05/22/2013 06:44 pm ET Updated Jul 21, 2013

Be Loyal: To Those Who Work With You and to the College

Loyalty should be valued above almost everything else. No -- not more than honesty -- but more than any other trait I can think of.

We all want bright, hardworking, trustworthy people around us. However, we should want, more than anything else, someone with whom we would gladly share a foxhole.

Just as we want people to be loyal to us, we need to be loyal to them. Loyalty can take different forms. To me, it meant backing my staff in conversations with board members and trying to advance the careers of those who did their jobs well.

Over the years, I had two kinds of bosses: those who were quick to help me with my career and one who tried to hold me back because he felt there was more I could do for him. When I found out he had sabotaged me for a position I wanted, I told him I would work for him for another year. In exchange, I wanted, as he had promised before, to have his support for my next job, and I told him I would leave at the end of the year in any case. Although he again reneged on his promise to support me in my search, I got the job I wanted, which happened to be my first college presidency.

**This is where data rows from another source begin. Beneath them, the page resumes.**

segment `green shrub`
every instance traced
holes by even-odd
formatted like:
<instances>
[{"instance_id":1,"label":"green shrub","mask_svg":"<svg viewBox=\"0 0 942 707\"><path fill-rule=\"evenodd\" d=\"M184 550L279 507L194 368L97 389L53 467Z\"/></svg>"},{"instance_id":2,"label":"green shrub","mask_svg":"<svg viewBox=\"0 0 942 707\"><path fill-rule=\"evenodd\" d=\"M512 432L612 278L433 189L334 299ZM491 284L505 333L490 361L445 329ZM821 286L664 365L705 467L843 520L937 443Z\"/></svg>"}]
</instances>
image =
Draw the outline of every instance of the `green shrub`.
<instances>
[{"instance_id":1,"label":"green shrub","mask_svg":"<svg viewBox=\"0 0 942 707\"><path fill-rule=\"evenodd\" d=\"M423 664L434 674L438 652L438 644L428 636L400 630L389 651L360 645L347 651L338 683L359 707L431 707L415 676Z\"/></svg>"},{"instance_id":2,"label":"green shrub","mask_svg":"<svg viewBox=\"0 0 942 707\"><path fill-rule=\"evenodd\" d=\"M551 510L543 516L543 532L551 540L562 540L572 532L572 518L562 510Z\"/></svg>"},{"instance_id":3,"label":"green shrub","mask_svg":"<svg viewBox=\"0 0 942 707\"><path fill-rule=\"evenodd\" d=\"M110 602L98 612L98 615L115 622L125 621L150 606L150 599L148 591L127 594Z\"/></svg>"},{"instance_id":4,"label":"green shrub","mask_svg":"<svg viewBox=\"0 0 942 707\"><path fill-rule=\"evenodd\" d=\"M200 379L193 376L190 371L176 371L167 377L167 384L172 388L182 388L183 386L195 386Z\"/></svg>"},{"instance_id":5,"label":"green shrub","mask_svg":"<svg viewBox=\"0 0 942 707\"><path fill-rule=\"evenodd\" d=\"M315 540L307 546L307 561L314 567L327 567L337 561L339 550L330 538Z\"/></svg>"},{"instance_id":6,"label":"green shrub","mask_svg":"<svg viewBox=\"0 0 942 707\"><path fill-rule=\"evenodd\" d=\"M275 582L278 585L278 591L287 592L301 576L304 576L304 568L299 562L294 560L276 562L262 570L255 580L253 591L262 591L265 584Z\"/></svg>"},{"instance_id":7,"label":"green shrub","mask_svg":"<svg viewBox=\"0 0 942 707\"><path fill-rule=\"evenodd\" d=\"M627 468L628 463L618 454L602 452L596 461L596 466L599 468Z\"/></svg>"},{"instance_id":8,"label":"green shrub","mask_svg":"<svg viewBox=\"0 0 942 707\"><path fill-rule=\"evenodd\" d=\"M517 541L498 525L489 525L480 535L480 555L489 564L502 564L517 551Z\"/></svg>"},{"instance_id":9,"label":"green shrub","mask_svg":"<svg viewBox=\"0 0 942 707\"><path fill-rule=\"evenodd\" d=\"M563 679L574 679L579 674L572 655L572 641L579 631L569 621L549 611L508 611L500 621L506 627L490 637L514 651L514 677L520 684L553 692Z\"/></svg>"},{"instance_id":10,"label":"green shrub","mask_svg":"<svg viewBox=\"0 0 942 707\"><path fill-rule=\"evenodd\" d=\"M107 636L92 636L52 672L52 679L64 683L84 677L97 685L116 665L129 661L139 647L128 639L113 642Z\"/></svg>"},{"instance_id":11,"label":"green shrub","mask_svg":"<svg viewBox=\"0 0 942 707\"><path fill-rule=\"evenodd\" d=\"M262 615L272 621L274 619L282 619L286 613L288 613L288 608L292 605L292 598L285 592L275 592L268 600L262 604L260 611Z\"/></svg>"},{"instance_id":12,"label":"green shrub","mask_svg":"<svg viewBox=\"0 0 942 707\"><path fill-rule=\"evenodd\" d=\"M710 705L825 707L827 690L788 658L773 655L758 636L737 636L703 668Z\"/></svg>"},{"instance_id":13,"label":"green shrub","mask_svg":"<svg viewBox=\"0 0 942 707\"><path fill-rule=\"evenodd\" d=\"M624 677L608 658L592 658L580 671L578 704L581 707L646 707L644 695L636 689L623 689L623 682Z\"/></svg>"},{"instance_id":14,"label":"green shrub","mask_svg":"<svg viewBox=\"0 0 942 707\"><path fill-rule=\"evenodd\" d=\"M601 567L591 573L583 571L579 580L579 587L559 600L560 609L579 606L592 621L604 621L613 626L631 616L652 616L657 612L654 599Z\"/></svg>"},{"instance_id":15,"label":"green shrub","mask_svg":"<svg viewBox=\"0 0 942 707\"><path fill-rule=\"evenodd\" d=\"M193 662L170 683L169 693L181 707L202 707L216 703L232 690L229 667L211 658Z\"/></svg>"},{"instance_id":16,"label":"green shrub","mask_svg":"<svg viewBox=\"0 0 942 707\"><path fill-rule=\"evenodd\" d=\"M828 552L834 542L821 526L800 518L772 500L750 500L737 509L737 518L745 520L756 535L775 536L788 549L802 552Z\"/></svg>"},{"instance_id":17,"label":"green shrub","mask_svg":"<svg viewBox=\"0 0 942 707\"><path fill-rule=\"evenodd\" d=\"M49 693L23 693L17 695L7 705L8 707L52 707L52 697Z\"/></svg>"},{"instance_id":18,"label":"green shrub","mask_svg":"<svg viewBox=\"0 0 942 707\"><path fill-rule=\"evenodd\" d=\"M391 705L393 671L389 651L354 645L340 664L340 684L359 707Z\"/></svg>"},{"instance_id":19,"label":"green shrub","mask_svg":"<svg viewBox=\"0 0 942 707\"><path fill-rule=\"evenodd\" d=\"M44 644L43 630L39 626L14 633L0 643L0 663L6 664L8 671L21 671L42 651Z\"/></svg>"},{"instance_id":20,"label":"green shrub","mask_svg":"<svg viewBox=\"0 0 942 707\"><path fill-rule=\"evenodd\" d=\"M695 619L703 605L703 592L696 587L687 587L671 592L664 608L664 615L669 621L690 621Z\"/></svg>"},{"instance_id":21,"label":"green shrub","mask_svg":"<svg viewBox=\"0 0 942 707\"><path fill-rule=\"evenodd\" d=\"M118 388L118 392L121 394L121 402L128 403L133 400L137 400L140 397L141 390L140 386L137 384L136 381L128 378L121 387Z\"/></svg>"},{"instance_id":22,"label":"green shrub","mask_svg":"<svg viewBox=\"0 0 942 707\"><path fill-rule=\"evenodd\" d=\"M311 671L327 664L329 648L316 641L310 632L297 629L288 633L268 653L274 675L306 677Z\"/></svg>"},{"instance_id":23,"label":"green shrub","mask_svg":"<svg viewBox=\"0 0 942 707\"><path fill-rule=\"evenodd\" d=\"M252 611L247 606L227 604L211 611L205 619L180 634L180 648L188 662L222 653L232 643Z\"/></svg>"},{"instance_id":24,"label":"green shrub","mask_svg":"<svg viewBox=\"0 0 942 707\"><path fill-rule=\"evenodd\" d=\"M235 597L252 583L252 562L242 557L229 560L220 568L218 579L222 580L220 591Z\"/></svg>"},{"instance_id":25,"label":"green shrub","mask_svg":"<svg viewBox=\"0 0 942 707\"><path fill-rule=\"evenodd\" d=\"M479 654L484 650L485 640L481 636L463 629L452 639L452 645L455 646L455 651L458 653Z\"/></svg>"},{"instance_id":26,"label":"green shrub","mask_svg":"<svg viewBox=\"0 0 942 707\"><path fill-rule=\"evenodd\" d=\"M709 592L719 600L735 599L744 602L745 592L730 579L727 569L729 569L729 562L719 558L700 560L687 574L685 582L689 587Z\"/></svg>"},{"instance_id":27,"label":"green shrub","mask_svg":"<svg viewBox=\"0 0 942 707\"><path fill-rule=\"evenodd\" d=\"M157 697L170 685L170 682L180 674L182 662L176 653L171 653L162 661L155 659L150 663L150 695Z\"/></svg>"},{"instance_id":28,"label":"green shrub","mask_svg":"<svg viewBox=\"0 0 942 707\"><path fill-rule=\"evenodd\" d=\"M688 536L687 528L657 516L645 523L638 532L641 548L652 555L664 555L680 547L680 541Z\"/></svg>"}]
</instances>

I promised myself I would never hold back anyone who wanted to rise to the next level. In fact, I constantly encouraged those around me to reach for the next professional rung, so much so I was jokingly accused by one colleague of trying to force her out. In a way, I was. I was convinced the position (a college presidency) was good for her, and I also believed it was good for the institution at which we both worked because, if prospective job applicants saw people moving up the ladder, they would want to work at the institution even more.

The loyalty to the people with whom you work is always tempered, though, by the greater loyalty to the institution. Just as I believe administrators and board members cannot really be friends, so I think friendships between a president and others on campus are difficult.

Relationships were strained more than once when I had to make a decision that negatively affected a colleague with whom I had a close relationship. In baseball, the tie goes to the runner; for a president, there are no ties in personnel matters (at least there shouldn't be) -- the institution always wins.

Fortunately, in each case where feelings were bruised, the relationship was quickly healed and strong friendships were easily developed -- after I left the presidency. Having that friendship while president, though, was a different matter.

You can have good relationships as a president; you can't have friendships. If you want friendship, look to your spouse and to friends outside the institution or, as Harry Truman said, get a dog.